Geht übrigens auch aufm Grill oder Lagerfeuer. Muss man eben nur etwas gucken wie man das mit dem Öl macht das es nicht raussuppt. Aber beim Ansitz kommts geil, da man nur die Kräuter, Gewürze und ein Stückchen Alufolie mitnehmen muss.

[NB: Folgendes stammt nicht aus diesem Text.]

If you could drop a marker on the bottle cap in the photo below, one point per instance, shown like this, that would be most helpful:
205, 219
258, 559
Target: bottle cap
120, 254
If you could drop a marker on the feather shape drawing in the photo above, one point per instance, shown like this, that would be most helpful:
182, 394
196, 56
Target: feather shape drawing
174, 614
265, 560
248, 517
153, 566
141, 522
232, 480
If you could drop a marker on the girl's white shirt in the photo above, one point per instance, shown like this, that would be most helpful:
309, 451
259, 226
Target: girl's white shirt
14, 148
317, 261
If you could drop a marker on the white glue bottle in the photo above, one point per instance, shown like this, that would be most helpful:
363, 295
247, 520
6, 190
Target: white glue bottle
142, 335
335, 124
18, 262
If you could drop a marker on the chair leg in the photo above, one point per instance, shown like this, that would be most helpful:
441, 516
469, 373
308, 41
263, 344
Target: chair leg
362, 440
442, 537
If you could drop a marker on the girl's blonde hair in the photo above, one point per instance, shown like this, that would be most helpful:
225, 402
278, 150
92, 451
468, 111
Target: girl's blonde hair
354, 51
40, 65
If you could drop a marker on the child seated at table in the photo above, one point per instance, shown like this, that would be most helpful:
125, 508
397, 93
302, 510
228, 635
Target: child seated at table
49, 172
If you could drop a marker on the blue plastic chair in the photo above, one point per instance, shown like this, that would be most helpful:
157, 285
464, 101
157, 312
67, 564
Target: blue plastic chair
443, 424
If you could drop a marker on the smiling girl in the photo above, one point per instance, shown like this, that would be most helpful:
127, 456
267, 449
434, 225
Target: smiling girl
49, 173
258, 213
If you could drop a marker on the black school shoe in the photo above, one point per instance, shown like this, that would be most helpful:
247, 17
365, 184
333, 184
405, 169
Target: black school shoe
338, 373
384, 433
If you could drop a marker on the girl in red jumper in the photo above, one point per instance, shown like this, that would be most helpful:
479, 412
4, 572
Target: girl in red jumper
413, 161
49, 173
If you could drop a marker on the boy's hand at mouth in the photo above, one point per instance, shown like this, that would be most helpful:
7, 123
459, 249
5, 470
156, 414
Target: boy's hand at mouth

PS:Und vorsicht mit den Gräten, weil die sind da ja noch drin:g


----------



## derporto (11. November 2012)

*AW: Barsch-Einfach meditteran*



Rantanplan_420 schrieb:


> Ich geb hier mal mein Barschrezept zum Besten
> 
> Den Baarsch ausnehmen, entschuppen und putzen (Kiemen entfernen).
> Dem Barsch wird anschließend mit 2 kleinen Zweigen Rosmarin(oder Thymian z.B Zitronenthymian), einem Stückchen Zitrone (Wahlweise gehts auch ,,winterlich" mit Orange) und einer angeknacksten Knoblauchzehe der Bauchraum gefüllt obendrauf einen Schluck (guter EL) Olivenöl und dann das ganze mit Küchengarn wieder verschließen. Jetzt die Barsche in Alufolie einwickeln, dann nach gefühl im Ofen backen.Meistens benutze ich Temperaturen zwischen 120°C und 180°C ohne Umluft. Dabei darauf achten das der Barsch auf dem Kopf steht, damit das Öl nicht ausläuft. Ich klemm ihn immer in das Ofenrost muss man vorsichtig sein aber klappt egtl. ganz gut. Gardauer dürfte bei nem vorgeheizten Ofen so maximal 15-20 Minuten betragen kommt auf die Größe an, am besten macht mans aber nach Gefühl. Damit meine ich jetzt aber nicht so ein ,,ach ich mach mal,wird schon passen" sondern ich meine mit Hilfe der Finger fühlen wie fest das Fleisch und ob der Fisch gar ist. Nennt man glaub ich Druckprobe?|kopfkrat
> ...


 
Hört sich gut an. Und das ganze funktioniert mit den selben Zutaten auch im Niedrigtemperaturbetrieb. Einfach 40-45 Minuten bei 90 grad. Kann man gar nichts falsch machen, der Fisch kann nicht trocken werden. Funktioniert auch hervorragend mit Filets in Alufolie. Rosmarin, Zitrone, Olivenöl, frischer Knoblauch. KEIN Salz, etwas Pfeffer. Salz erst hinterher. Ich habe nie ein besseres Dorschfilet gegessen. 

Nur so am Rande.

Fisch mediterran ist herrlich.


----------



## geeni (13. November 2012)

*AW: Barsch-Einfach meditteran*

Aber Knusprig wird die Haut bei dem Gericht nicht oder?
evtl nach dem entfernen der Alufolie kurz bei umluft auf 300°C knusprig backen.


----------



## Rantanplan_420 (22. November 2012)

*AW: Barsch-Einfach meditteran*

Nein knusprig wir die Haut so nicht, aber so ------> Den Barsch für ein paar Sekunden von jeder Seite nach dem Garen in der Pfanne anbraten, vorher die Kräuter und das Öl in ein Schälchen geben damits nicht verloren geht bzw. die Kräuter nicht verbrennen, sonst werden die bitter.


----------



## Gütersloher (27. November 2012)

*AW: Barsch-Einfach meditteran*

Danke für das Rezept Reporto !
Ich habe das mal am Hecht ausprobiert, nur einen Zweig Rosmarienmehr und einen kleinen Schuß Öl mehr dabei. War echt lecker das Tierchen .


----------